Después de terminar el libro de Cioran, he salido de casa y para orientarme he tenido que consultar el Eclesiastés y a Platón. Me sentía como Simón el estilita desterrado de su columna. Mientras me tomaba un café en el bar de la esquina, pensaba que hoy solo deliran los que están ansiosos  de objetividad, pues todo lo que de vivo tiene la filosofía se reduce a los préstamos que toma de la religión. Los filósofos son animales de sangre fría, como las lagartijas, y necesitan reposar cerca de la única fuente de calor que procede de Dios. Miro a un grupo de mujeres que cotorrea a mi lado y pienso que acaso el mundo se engendre en el delirio, fuera del cual todo es transparente.

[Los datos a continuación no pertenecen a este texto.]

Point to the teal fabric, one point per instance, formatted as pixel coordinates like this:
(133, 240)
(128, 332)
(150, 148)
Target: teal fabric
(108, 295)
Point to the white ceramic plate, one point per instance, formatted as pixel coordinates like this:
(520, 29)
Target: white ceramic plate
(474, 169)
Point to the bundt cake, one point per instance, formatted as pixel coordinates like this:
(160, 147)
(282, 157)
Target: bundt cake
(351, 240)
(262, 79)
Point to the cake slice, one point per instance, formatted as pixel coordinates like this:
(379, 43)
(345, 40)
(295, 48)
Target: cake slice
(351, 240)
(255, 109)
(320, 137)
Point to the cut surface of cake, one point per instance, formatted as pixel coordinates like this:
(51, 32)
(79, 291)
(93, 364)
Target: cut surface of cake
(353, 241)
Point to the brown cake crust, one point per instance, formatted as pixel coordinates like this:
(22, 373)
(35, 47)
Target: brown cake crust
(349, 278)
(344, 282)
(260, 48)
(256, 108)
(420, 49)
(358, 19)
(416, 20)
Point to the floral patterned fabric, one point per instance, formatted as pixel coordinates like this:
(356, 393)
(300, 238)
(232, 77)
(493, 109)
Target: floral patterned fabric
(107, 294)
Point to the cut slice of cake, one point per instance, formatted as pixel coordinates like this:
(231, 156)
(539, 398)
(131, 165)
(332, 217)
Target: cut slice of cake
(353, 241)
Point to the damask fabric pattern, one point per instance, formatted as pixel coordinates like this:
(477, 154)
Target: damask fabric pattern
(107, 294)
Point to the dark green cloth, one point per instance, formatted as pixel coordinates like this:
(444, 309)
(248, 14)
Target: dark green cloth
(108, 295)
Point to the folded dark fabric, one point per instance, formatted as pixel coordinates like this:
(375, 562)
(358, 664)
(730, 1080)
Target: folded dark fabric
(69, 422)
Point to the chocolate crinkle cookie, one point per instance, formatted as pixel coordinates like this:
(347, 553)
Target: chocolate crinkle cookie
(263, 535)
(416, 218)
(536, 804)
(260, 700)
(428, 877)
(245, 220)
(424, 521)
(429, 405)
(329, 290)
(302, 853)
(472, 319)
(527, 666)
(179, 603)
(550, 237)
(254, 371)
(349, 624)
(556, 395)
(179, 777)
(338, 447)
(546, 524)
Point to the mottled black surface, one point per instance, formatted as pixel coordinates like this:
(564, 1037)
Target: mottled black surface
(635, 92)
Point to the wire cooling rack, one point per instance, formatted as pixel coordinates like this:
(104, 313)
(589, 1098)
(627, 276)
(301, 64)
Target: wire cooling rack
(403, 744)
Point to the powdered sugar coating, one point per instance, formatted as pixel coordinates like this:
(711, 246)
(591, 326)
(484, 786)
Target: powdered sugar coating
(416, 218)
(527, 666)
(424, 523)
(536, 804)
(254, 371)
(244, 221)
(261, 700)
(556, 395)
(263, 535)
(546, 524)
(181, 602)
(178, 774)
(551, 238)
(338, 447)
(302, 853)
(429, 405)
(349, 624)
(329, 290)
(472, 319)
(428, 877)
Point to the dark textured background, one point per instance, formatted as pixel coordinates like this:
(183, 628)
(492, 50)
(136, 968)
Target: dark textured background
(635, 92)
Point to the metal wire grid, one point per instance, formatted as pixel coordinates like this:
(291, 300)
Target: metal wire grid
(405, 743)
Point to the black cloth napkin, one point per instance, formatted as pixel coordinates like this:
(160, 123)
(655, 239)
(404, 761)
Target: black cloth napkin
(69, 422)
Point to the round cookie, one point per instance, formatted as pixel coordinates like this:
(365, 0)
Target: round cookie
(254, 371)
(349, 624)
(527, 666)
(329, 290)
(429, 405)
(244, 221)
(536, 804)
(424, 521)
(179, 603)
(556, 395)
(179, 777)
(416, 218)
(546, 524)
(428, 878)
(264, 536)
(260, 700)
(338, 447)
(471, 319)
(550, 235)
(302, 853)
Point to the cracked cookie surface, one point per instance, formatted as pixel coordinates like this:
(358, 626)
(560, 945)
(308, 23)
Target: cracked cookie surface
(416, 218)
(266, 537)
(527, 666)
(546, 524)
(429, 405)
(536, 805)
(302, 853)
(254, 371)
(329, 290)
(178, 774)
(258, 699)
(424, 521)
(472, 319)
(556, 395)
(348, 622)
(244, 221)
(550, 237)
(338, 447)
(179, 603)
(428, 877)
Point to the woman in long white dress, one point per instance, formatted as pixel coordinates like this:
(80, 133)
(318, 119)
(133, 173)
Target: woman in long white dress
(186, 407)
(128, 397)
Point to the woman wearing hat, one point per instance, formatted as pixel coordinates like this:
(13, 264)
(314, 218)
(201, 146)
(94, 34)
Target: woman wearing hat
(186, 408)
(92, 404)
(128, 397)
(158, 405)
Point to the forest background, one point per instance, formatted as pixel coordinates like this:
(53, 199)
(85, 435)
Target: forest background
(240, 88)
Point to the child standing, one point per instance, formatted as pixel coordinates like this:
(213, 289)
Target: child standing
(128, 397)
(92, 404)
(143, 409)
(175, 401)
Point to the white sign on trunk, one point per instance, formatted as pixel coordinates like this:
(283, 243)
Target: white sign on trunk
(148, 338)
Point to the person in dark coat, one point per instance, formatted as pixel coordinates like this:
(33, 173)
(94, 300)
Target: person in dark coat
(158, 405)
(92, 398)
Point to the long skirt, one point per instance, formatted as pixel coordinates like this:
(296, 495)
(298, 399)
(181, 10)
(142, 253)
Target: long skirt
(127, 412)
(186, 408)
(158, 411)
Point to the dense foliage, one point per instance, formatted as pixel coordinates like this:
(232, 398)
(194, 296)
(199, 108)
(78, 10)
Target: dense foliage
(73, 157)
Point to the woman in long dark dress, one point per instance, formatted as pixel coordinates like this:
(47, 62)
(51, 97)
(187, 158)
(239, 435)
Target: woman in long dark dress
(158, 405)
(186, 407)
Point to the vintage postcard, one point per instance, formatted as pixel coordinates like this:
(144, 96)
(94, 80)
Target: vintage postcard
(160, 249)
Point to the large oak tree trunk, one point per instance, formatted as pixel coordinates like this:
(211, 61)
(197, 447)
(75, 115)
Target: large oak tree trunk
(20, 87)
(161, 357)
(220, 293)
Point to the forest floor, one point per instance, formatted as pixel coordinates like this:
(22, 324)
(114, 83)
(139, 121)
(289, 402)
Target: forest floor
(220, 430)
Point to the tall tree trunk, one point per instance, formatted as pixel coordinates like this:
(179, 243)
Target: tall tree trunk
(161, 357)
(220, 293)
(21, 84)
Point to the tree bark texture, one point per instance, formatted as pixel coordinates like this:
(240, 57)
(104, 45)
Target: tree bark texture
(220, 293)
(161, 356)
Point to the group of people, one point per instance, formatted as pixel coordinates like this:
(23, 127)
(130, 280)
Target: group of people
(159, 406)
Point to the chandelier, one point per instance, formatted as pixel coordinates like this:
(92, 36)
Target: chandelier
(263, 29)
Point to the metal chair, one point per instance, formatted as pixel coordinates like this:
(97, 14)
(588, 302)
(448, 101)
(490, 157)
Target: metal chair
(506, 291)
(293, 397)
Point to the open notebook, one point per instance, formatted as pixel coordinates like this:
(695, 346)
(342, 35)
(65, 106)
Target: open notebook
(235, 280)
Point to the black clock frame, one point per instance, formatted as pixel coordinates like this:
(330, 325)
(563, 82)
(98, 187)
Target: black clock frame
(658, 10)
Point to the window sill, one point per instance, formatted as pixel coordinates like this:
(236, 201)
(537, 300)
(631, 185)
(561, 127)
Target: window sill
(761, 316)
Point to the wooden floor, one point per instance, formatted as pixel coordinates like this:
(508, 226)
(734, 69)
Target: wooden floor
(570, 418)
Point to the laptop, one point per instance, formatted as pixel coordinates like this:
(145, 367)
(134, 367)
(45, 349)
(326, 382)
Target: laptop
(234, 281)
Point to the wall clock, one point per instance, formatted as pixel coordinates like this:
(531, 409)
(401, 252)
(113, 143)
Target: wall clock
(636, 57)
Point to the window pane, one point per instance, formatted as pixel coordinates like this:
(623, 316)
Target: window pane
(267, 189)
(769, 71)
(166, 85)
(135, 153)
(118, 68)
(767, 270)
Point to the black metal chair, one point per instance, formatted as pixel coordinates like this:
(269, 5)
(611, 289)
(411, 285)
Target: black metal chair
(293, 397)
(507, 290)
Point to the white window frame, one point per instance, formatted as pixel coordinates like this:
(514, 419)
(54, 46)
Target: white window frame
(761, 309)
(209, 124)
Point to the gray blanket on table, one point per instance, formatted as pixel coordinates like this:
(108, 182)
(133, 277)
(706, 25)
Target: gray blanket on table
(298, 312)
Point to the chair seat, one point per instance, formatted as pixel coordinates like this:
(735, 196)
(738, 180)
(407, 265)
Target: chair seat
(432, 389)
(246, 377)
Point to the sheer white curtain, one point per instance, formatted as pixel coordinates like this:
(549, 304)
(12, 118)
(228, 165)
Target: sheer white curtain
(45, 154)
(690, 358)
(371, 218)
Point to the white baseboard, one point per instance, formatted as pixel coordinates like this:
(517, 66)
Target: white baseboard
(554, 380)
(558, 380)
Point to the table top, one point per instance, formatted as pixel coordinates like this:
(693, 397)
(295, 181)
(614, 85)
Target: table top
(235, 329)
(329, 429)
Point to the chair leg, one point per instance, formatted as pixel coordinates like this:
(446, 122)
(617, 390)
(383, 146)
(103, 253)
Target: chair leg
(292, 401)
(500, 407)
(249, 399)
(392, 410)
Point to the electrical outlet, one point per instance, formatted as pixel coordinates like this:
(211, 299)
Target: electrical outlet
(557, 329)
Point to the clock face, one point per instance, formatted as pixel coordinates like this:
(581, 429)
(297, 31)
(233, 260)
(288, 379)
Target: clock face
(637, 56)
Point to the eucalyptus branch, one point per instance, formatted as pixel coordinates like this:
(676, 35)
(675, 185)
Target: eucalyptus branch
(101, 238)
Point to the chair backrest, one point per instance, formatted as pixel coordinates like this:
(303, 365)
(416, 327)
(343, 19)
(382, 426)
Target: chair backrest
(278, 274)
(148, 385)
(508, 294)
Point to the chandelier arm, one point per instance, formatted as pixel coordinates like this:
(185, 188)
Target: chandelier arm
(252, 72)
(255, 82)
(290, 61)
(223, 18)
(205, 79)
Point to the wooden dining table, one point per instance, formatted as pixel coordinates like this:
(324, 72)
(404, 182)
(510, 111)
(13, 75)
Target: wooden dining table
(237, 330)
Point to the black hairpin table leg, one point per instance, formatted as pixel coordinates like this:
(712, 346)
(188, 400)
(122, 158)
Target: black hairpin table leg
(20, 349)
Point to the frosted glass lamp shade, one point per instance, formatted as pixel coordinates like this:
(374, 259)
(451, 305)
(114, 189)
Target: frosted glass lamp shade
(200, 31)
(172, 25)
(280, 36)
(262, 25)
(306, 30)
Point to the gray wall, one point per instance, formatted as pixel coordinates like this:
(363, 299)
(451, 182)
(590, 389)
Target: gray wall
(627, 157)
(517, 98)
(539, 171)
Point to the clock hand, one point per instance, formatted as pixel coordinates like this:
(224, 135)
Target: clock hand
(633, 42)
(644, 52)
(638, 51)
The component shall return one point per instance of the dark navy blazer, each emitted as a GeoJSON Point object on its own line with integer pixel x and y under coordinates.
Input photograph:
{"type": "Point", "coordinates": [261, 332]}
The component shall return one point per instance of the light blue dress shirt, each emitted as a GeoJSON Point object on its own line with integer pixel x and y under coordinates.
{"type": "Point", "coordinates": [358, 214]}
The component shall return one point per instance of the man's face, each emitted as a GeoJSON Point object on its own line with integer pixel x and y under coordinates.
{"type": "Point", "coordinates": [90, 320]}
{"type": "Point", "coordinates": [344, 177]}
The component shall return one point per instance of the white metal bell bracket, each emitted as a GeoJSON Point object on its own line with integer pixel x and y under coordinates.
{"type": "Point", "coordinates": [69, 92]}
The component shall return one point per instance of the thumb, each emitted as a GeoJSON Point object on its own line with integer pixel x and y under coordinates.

Basta recordar que hasta el siglo XVIII abundaban los tratados de perfección escritos por quienes habían fracasado en el camino de la santidad y se consolaban escribiéndolos. Ahora, los escritos de autoayuda son los desechos y el alimento de los neuróticos. Mirando a mi alrededor, es lógico pensar que el mundo sea un error del espíritu, un lugar donde las drogas han hecho más por acercar los hombres a Dios que la pura teología. Recuerdo un tiempo en que los yonquis tristes eran los nuevos eremitas. Hoy, las drogas sirven para socializar, para comunicarse con el otro, no para hacerlo con Dios. El deber de un hombre solo es estar aún más solo. ¿Para qué ser capaz de hablar durante horas de cosas indiferentes con gente a la que se desprecia, sin dejar entrever un solo instante la distancia que nos separa? Sólo somos realmente nosotros mismos en la medida en que prescindimos de los indiferentes. En todo caso, creo, como creía Dostoievski, que el sufrimiento es la única causa de la conciencia. Porque la ciencia embrutece los espíritus reduciendo su conciencia metafísica y religiosa. Cuando paseo por las calles, el mundo, mal que bien, parece existir. El problema es mirarlo a través de la ventana. Soporto la vida porque intuyo que no es real. Siendo un sueño es una mezcla de encanto y de terror. El mundo es sólo un pretexto —incluso para Buda, que era un optimista—, un sueño bendito de la inconsciencia, donde las criaturas solo existen para acrecentar el aislamiento. Nunca he encontrado a nadie, no he hecho más que tropezar con sombras frías.